Revenue was $1,489,427 in the year ended December 31, 2025, compared to $3,824,301 in 2024, a decrease of $2,334,874 or 61%. For the year ended December 31, 2025, we had $1,080,846 in product revenues, a decrease of $2,157,821 from 2024 in which product revenues were $3,238,667. Of our product revenues in 2025, $171,949 were from direct sales, a decrease of $332,148 or 66% from 2024, $107,198 were from sales at our pharmacies, a decrease of $715,760 or 87% from 2024, and $801,699 from sales by manufacture and sales, a decrease of $1,109,913 or 58% from 2024. In 2025, we had hotel revenue of $408,581, a decrease of $177,053 or 30% from 2024.

Direct Sales

Our direct products sales revenue was $171,949 for the year ended December 31, 2025, compared with $504,097 in the same period of 2024, representing a decrease of $332,148 or 66%. Our direct sales revenue as a percentage of our total revenue was 12% for 2025, compared to 13% for 2024. The decrease in direct sales revenue was mainly due to the economic downturn as marketing and promotional activities became more challenging compared to last year.

Pharmacy

Our pharmacy revenue was $107,198 for the year ended December 31, 2025, compared with $822,958 in the same period of 2024, representing a decrease of $715,760 or 87%. Our pharmacy revenue as a percentage of our total revenue was 7% for 2025, compared to 22% for 2024. The decrease in revenue was mainly due to the economic downturn as marketing and that promotional activities did not generate anticipated revenues, as well as the convenience of online shopping leading to decreased sales in physical stores.

Hotel

Our hotel revenue was $408,581 for the year ended December 31, 2025, compared with $585,634 for the same period of 2024, representing a decrease of $177,053 or 30%. Our hotel revenue as a percentage of our total revenue was 27% for 2025, compared to 15% for 2024. Our hotel revenue decreased by $177,053 due to the economic downturn and the slowdown in the catering industry.

Manufacture and Sale

Our manufacture and sales revenues were $801,699 for the year ended December 31, 2025, compared with $1,911,612 for the same period of 2024, representing a decrease of $1,109,913 or 58%. Our manufacture and sales revenue as a percentage of total revenue was 54% for the year ended December 31, 2025, compared to 50% for the same period of 2024. The decrease in manufacture and sales revenue was mainly due to the economic downturn as marketing and promotional activities become more challenging compared to last year.

Operating Costs and Expenses

Cost of Sales

Cost of sales was $867,821 for the year ended December 31, 2025, compared to $1,767,364 for 2024, a decrease of $899,543 or 51%. The decrease in cost of sales was attributable to the decrease in sales.

Direct sales

The cost of sales for our direct sales was $44,101 for 2025, compared with $173,950 for 2024, representing a decrease of $129,849 or 75%. The cost of sales for direct sales as a percentage of our direct sales was 26% for the year ended December 31, 2025, compared to 35% for the same period of 2024. The decrease in cost of sales was attributable to the decrease in sales.

Pharmacy

The cost of sales at our pharmacies was $59,085 for 2025, compared with $262,276 for 2024, representing a decrease of $203,191 or 77%. The cost of sales at our pharmacies as a percentage of pharmacy product sales was 55% for the year ended December 31, 2025, compared to 32% for the same period of 2024. The decrease in cost of sales was mainly due to the decrease in sales.
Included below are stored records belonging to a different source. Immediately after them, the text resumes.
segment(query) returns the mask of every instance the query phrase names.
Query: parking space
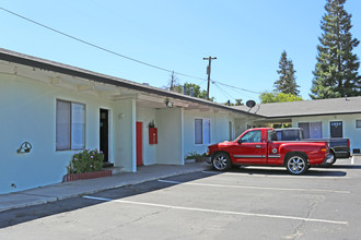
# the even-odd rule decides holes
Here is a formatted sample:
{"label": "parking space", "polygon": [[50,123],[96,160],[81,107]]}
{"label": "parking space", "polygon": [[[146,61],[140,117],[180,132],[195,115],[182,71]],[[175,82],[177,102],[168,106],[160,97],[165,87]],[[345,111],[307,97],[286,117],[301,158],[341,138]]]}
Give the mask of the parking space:
{"label": "parking space", "polygon": [[16,239],[19,229],[32,229],[35,239],[51,226],[53,237],[77,239],[358,239],[357,163],[341,159],[304,176],[243,167],[160,179],[79,197],[89,205],[8,233]]}
{"label": "parking space", "polygon": [[[161,179],[162,188],[147,194],[90,199],[115,207],[153,209],[156,214],[151,217],[141,215],[142,227],[160,221],[173,237],[187,232],[193,238],[352,239],[360,236],[354,221],[361,219],[356,211],[360,209],[360,167],[350,160],[311,169],[305,176],[290,176],[282,168],[209,170],[197,177]],[[151,231],[161,233],[156,227]]]}

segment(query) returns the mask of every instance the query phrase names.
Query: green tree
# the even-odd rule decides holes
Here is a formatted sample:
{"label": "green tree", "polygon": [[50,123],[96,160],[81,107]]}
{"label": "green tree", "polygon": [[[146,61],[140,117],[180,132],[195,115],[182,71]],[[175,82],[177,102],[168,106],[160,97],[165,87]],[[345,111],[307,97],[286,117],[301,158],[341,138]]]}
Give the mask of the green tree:
{"label": "green tree", "polygon": [[352,38],[351,14],[343,9],[346,0],[327,0],[321,21],[323,34],[317,46],[317,63],[310,96],[313,99],[361,95],[360,62],[352,53],[359,40]]}
{"label": "green tree", "polygon": [[298,87],[300,86],[295,83],[293,62],[287,58],[286,51],[281,55],[277,73],[279,74],[279,80],[275,82],[276,92],[299,96],[300,91]]}
{"label": "green tree", "polygon": [[296,101],[296,100],[302,100],[302,97],[295,96],[293,94],[265,92],[259,95],[259,99],[261,104],[269,104],[269,103]]}

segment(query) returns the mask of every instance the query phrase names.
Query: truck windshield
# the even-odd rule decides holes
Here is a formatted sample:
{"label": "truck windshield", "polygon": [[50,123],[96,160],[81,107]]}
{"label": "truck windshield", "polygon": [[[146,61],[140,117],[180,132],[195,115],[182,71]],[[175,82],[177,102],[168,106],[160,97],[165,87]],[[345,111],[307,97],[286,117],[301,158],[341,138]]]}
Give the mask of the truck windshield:
{"label": "truck windshield", "polygon": [[268,131],[268,142],[269,141],[277,141],[278,137],[277,137],[277,133],[275,130],[269,130]]}
{"label": "truck windshield", "polygon": [[260,130],[251,131],[244,134],[241,139],[242,143],[260,143]]}

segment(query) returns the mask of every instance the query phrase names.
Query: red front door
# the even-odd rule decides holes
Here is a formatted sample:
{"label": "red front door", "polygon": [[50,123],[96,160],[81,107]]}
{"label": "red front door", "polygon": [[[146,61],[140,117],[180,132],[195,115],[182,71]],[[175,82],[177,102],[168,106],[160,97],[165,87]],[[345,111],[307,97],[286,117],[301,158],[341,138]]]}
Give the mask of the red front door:
{"label": "red front door", "polygon": [[137,122],[137,166],[143,165],[143,123]]}

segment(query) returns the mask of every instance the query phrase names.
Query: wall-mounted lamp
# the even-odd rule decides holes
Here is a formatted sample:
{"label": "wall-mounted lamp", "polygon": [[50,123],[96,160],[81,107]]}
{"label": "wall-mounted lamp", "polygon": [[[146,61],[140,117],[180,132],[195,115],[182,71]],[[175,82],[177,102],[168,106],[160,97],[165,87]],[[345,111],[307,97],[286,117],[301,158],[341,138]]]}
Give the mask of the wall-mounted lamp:
{"label": "wall-mounted lamp", "polygon": [[168,99],[165,99],[165,106],[167,108],[173,108],[173,101],[170,101]]}
{"label": "wall-mounted lamp", "polygon": [[32,144],[30,144],[30,142],[24,142],[24,143],[22,143],[22,145],[20,145],[16,153],[18,154],[28,154],[32,148],[33,148],[33,146],[32,146]]}

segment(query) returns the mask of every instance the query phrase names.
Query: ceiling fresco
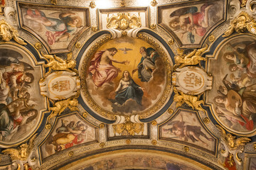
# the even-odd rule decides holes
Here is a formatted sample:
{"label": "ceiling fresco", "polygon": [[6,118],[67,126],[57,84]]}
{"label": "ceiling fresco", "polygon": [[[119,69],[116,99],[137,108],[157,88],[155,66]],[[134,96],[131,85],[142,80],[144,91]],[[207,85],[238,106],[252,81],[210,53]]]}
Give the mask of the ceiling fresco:
{"label": "ceiling fresco", "polygon": [[256,169],[256,1],[0,0],[0,169]]}

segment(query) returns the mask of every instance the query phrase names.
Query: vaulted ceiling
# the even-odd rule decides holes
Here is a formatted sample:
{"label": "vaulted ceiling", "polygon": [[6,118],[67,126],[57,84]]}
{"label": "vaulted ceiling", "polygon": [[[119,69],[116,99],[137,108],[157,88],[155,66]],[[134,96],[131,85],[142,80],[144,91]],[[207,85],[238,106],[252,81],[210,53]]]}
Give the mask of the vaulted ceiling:
{"label": "vaulted ceiling", "polygon": [[0,0],[0,169],[256,169],[255,16]]}

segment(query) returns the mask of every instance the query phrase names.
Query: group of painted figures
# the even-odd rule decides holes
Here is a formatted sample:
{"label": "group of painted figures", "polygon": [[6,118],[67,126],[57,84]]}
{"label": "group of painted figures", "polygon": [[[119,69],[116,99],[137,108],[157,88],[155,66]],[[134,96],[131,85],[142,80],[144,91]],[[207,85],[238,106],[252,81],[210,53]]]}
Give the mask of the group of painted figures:
{"label": "group of painted figures", "polygon": [[218,87],[215,110],[230,126],[240,124],[251,131],[256,120],[256,43],[231,47],[233,52],[223,55],[230,72]]}
{"label": "group of painted figures", "polygon": [[[5,53],[6,52],[6,53]],[[7,53],[6,53],[7,52]],[[15,52],[16,57],[11,57]],[[12,50],[1,52],[0,59],[0,141],[18,137],[26,132],[38,115],[30,101],[33,70],[23,57]],[[16,134],[16,135],[15,135]]]}
{"label": "group of painted figures", "polygon": [[[112,62],[129,64],[129,61],[118,61],[114,59],[114,55],[117,52],[115,47],[106,50],[99,51],[95,55],[95,57],[90,62],[89,72],[96,88],[102,86],[105,83],[110,83],[116,78],[118,73],[122,72],[120,69],[115,67]],[[142,81],[148,82],[152,77],[152,72],[156,69],[155,60],[159,57],[158,53],[151,47],[140,47],[139,52],[142,55],[141,61],[137,68],[132,70],[132,74],[138,72],[139,78]],[[130,73],[125,70],[122,73],[122,77],[115,90],[114,103],[122,105],[129,99],[133,99],[139,105],[142,105],[142,96],[145,89],[132,79]]]}

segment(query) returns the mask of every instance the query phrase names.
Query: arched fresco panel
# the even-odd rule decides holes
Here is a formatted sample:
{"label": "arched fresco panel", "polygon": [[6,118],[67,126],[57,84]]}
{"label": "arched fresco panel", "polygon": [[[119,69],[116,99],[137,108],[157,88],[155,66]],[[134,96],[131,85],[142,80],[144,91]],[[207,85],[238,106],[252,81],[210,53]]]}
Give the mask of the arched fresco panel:
{"label": "arched fresco panel", "polygon": [[115,114],[146,117],[157,111],[168,98],[171,83],[167,57],[159,50],[126,37],[105,42],[90,55],[85,53],[79,69],[83,101],[111,119]]}
{"label": "arched fresco panel", "polygon": [[46,106],[38,81],[43,76],[31,53],[19,45],[0,44],[0,145],[16,144],[38,128]]}
{"label": "arched fresco panel", "polygon": [[237,134],[255,132],[255,40],[252,35],[230,38],[208,66],[215,83],[207,101],[213,104],[216,120]]}

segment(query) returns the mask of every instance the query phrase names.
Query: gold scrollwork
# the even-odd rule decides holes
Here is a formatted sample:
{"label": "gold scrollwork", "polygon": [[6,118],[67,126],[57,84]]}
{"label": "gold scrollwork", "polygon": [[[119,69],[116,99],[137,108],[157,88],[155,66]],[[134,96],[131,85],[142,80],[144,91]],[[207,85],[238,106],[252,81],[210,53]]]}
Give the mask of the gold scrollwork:
{"label": "gold scrollwork", "polygon": [[119,134],[122,136],[125,135],[135,135],[135,133],[142,132],[143,135],[144,132],[144,123],[135,123],[131,121],[127,121],[124,123],[120,123],[117,125],[113,125],[113,132],[114,136],[116,133]]}
{"label": "gold scrollwork", "polygon": [[93,32],[97,31],[97,26],[92,26],[92,30]]}
{"label": "gold scrollwork", "polygon": [[49,60],[47,64],[43,65],[44,67],[49,67],[49,72],[46,74],[50,73],[51,70],[68,71],[69,72],[78,74],[78,70],[75,69],[76,62],[71,60],[72,52],[68,54],[66,60],[63,60],[55,55],[45,55],[43,52],[41,52],[41,55]]}
{"label": "gold scrollwork", "polygon": [[48,123],[46,125],[45,128],[47,130],[49,130],[51,128],[51,125],[50,123]]}
{"label": "gold scrollwork", "polygon": [[154,144],[154,145],[156,145],[157,141],[155,140],[153,140],[151,141],[151,144]]}
{"label": "gold scrollwork", "polygon": [[42,45],[40,42],[36,42],[34,45],[34,47],[37,49],[37,50],[40,50],[42,48]]}
{"label": "gold scrollwork", "polygon": [[156,122],[156,120],[153,120],[153,121],[151,122],[151,125],[157,125],[157,122]]}
{"label": "gold scrollwork", "polygon": [[245,7],[246,6],[246,3],[247,3],[247,0],[242,0],[242,3],[241,3],[241,7]]}
{"label": "gold scrollwork", "polygon": [[204,119],[203,119],[203,123],[206,123],[206,124],[208,124],[208,123],[210,123],[210,119],[208,118],[205,118]]}
{"label": "gold scrollwork", "polygon": [[100,143],[100,147],[104,147],[105,145],[105,142]]}
{"label": "gold scrollwork", "polygon": [[70,111],[79,110],[78,98],[80,96],[80,91],[78,91],[77,94],[73,97],[70,97],[66,100],[57,101],[54,103],[54,106],[50,108],[53,112],[50,113],[49,119],[60,115],[63,111],[66,108],[69,108]]}
{"label": "gold scrollwork", "polygon": [[174,113],[174,110],[172,108],[169,108],[167,111],[171,115]]}
{"label": "gold scrollwork", "polygon": [[120,4],[121,7],[124,7],[125,6],[125,1],[124,0],[122,0],[121,4]]}
{"label": "gold scrollwork", "polygon": [[37,134],[35,134],[29,140],[28,143],[21,144],[18,149],[9,148],[3,150],[2,152],[5,154],[9,154],[11,161],[19,160],[25,163],[27,162],[28,156],[32,151],[34,145],[34,140]]}
{"label": "gold scrollwork", "polygon": [[74,155],[74,152],[70,151],[70,152],[68,152],[68,157],[72,157]]}
{"label": "gold scrollwork", "polygon": [[230,150],[236,150],[242,147],[243,148],[246,143],[251,141],[248,137],[244,137],[235,139],[235,136],[233,136],[230,133],[226,133],[225,130],[220,125],[216,125],[216,127],[221,132],[222,140],[228,146]]}
{"label": "gold scrollwork", "polygon": [[151,1],[150,2],[150,4],[151,4],[152,6],[156,6],[158,4],[158,3],[157,3],[157,1],[156,1],[156,0],[153,0],[153,1]]}
{"label": "gold scrollwork", "polygon": [[151,28],[152,30],[154,30],[156,28],[156,24],[153,23],[150,26],[150,28]]}
{"label": "gold scrollwork", "polygon": [[50,0],[50,3],[53,5],[57,5],[57,0]]}
{"label": "gold scrollwork", "polygon": [[87,113],[87,112],[85,112],[85,113],[82,113],[82,117],[85,118],[87,115],[88,115],[88,113]]}
{"label": "gold scrollwork", "polygon": [[230,26],[225,32],[223,37],[230,36],[234,31],[241,33],[248,30],[252,34],[256,35],[256,21],[252,16],[247,13],[242,11],[239,15],[230,21]]}
{"label": "gold scrollwork", "polygon": [[131,140],[130,140],[130,139],[126,140],[125,140],[125,142],[126,142],[127,144],[131,144]]}
{"label": "gold scrollwork", "polygon": [[185,147],[184,147],[184,151],[185,151],[185,152],[188,152],[188,151],[189,151],[189,147],[187,147],[187,146],[185,146]]}
{"label": "gold scrollwork", "polygon": [[174,101],[176,102],[176,108],[181,106],[185,103],[191,107],[193,110],[205,110],[201,106],[204,102],[203,101],[199,101],[198,96],[185,94],[183,92],[178,91],[175,86],[174,87],[174,92],[175,93]]}
{"label": "gold scrollwork", "polygon": [[81,43],[79,42],[77,42],[75,45],[76,48],[80,48],[81,47]]}
{"label": "gold scrollwork", "polygon": [[139,13],[137,16],[134,14],[132,16],[130,16],[129,13],[118,13],[117,16],[114,14],[110,17],[109,13],[107,13],[107,28],[117,29],[120,28],[122,30],[125,30],[128,27],[131,29],[137,28],[142,26],[141,18]]}
{"label": "gold scrollwork", "polygon": [[174,45],[174,38],[170,39],[170,40],[168,41],[168,44],[170,45]]}
{"label": "gold scrollwork", "polygon": [[99,128],[105,128],[105,124],[104,123],[100,123],[100,125],[99,125]]}
{"label": "gold scrollwork", "polygon": [[4,19],[0,21],[0,40],[10,41],[12,38],[20,45],[26,45],[18,38],[18,31]]}
{"label": "gold scrollwork", "polygon": [[215,40],[215,37],[213,35],[210,35],[208,38],[208,40],[210,42],[213,42]]}
{"label": "gold scrollwork", "polygon": [[5,3],[4,1],[1,1],[1,3],[0,4],[0,16],[4,16],[4,13],[3,11],[3,8],[5,7]]}
{"label": "gold scrollwork", "polygon": [[95,7],[96,7],[95,2],[95,1],[91,1],[91,2],[90,3],[89,6],[90,6],[91,8],[95,8]]}
{"label": "gold scrollwork", "polygon": [[183,54],[183,50],[178,49],[178,55],[174,57],[175,65],[174,69],[182,68],[187,65],[200,64],[200,61],[206,61],[206,59],[201,57],[201,55],[208,49],[208,46],[206,45],[205,47],[196,50],[188,55]]}

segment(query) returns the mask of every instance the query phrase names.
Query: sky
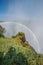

Moreover, certain promotional activities, such as price discounts, caused an increase in percentage of our revenues represented by the cost of goods sold.

Manufacture and Sale

The cost of sales at our manufacture and sales segment was $764,635 for 2025, compared with $1,331,138 for 2024, representing a decrease of $566,503 or 43%. The cost of sales for our manufacture and sale segment as a percentage of sales was 95% for 2025, compared to 70% for 2024. The primary reason for the decrease in cost of sales was due to decreased sales.

Hotel Operating Costs

Hotel operating costs were $1,082,538 and $1,447,599 for the years ended December 31, 2025 and 2024, respectively, representing a decrease of $365,061 or 25%. The primary reason for the decrease in hotel operating costs was due to decreased revenue.

Operating Expenses

Operating expenses were $2,059,618 for the year ended December 31, 2025, compared to $3,197,529 for 2024, a decrease of $1,137,911 or 36%.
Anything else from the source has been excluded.